La poésie du ghazel se divise en deux catégories : 1 – La poésie descriptive : le poète commence par faire le portrait de la femme aimée en choisissant les qualificatifs les plus appropriés. Il s’arrête, au départ, sur les cheveux qu’il compare aux plumes des ghirbas (pluriel de ghrab : corbeau) lorsqu’ils s’apprêtent à prendre leur envol ; parfois le hudreg (le mâle de l’autruche) est substitué aux ghirbas. Viennent ensuite les différentes coiffures et coupes de cheveux à quoi succède le front qui apparaît tel l’éclair dont la lumière, de loin, éblouit l’oeil. Le visage est ensuite comparé à l’ovale de la lune en sa plénitude. Les sourcils nous renvoient, eux, aux lignes des sourates du Coran tracées sur les tablettes du récitant. L’oeil est comparé à la pointe de la lance ou à celui de l’aigle lorsqu’il fond sur sa proie, à moins que le poète n’ait songé aux prunelles de la gazelle, tandis que les cils évoqueront les ténèbres de la nuit. Les joues seront des roses ou des coquelicots. Le nez est comparé à celui de l’oiseau de proie, l’aigle en général, lorsqu’il pique vers l’oeuf de l’autruche. Les lèvres seront des rubans de soie rouge, les dents des perles incrustées dans leur collier et le cou un miroir brillant du plus loin de tous ses feux. Quant à la poitrine, elle est ample, pleine des seins qu’elle porte, telle une paire de grenades. Pour le ventre, il est rebondi comme l’hypogastre tout à la fois gras et musculeux d’une belle jument. Le poète arrive enfin aux deux jambes qu’il qualifie de piliers d’un palais bâti par un grand monarque.

2 – La poésie lyrique : le poète exprime, dans cette catégorie de poésie consacrée au ghazel la passion qu’il éprouve pour la femme aimée. Souvent il se plaint des blessures qui le font souffrir et sa poésie est alors une suite de variations sur le mot majrouh (blessé).

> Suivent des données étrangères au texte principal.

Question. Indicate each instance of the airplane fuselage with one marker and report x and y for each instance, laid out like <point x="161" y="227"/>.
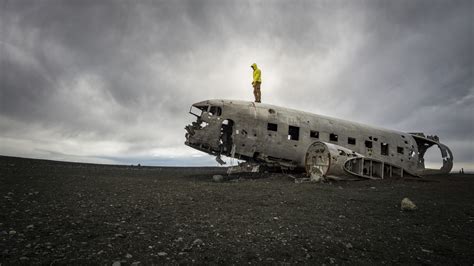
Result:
<point x="271" y="134"/>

Le second thème est celui de la description de la nature. On y trouve le bark (éclair) et le dhah’dhah (désert). Le barq part d’une description des éclairs suivis de la pluie qui vient abreuver la terre assoiffée, pour la plus grande joie des hommes : la terre s’ébroue et revit, la verdure a tout recouvert et les fleurs sont tout sourire. Le dhah’dhah nous décrit le désert avec ses animaux et ses oiseaux. Le désert se présente comme un espace de solitude et de terreur où le poète galope sur sa jument qui fait, elle aussi, l’objet d’une description poétique.